Sleeping process until completed in Go - linux

I am trying to automate a process in Go. I have been able to implement threads and do the process accordingly however the output is mixed and matched.
I was wondering if there is a way to show the output as it is produced by the program and according to the program's process. So if task A completes before task B, we show A's output before B, or vice-versa.
package main
import (
"fmt"
"log"
"os"
"os/exec"
"sync"
)
var url string
var wg sync.WaitGroup
func nikto() {
cmd := exec.Command("nikto", "-h", url)
cmd.Stdout = os.Stdout
err := cmd.Run()
if err != nil {
log.Fatal(err)
}
wg.Done()
}
func whois() {
cmd := exec.Command("whois", "google.co")
cmd.Stdout = os.Stdout
err := cmd.Run()
if err != nil {
log.Fatal(err)
}
wg.Done()
}
func main() {
fmt.Printf("Please input URL")
fmt.Scanln(&url)
wg.Add(1)
go nikto()
wg.Add(1)
go whois()
wg.Wait()
}

In your process, you pass the os.Stdout file descriptor directly to the commands you invoke to run your child processes.
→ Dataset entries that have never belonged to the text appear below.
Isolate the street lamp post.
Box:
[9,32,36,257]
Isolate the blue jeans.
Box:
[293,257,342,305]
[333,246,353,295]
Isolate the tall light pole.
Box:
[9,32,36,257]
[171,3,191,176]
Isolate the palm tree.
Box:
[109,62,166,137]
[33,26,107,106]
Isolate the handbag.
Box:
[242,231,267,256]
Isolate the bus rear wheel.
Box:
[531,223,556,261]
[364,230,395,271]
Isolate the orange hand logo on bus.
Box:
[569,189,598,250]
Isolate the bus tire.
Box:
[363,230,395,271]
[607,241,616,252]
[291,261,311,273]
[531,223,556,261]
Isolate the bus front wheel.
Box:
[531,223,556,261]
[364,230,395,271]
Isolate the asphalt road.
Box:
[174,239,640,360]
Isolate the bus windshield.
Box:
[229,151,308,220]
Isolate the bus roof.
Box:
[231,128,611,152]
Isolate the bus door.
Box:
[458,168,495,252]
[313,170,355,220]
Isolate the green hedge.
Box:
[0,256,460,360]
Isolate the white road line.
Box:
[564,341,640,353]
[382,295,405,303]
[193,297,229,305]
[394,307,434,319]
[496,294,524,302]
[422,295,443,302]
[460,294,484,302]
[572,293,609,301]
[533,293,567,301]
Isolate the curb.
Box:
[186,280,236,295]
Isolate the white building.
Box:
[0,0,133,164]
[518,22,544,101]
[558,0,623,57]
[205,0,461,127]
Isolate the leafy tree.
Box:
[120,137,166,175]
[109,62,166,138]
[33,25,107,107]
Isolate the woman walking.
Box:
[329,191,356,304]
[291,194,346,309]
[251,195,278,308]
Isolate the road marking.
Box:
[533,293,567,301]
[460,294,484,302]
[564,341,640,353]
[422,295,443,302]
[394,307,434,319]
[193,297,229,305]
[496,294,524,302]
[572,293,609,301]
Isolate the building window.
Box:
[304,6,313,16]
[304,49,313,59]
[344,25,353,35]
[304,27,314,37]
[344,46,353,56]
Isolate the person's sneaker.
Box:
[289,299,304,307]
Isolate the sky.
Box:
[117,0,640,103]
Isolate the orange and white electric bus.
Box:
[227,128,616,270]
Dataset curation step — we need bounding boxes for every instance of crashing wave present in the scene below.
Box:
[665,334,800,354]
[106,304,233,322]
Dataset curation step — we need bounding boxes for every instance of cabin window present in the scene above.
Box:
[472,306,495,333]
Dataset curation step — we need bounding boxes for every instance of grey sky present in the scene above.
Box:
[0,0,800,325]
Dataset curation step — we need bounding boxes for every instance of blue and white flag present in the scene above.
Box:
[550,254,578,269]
This means the STDOUT pipe of the child processes will be connected directly to your Go program's standard output, and will likely be interleaved if both child processes write simultaneously.
The simplest way to fix this requires you to buffer the output from the STDOUT pipe of the child process in your Go program, so you can intercept the output and control when it is printed.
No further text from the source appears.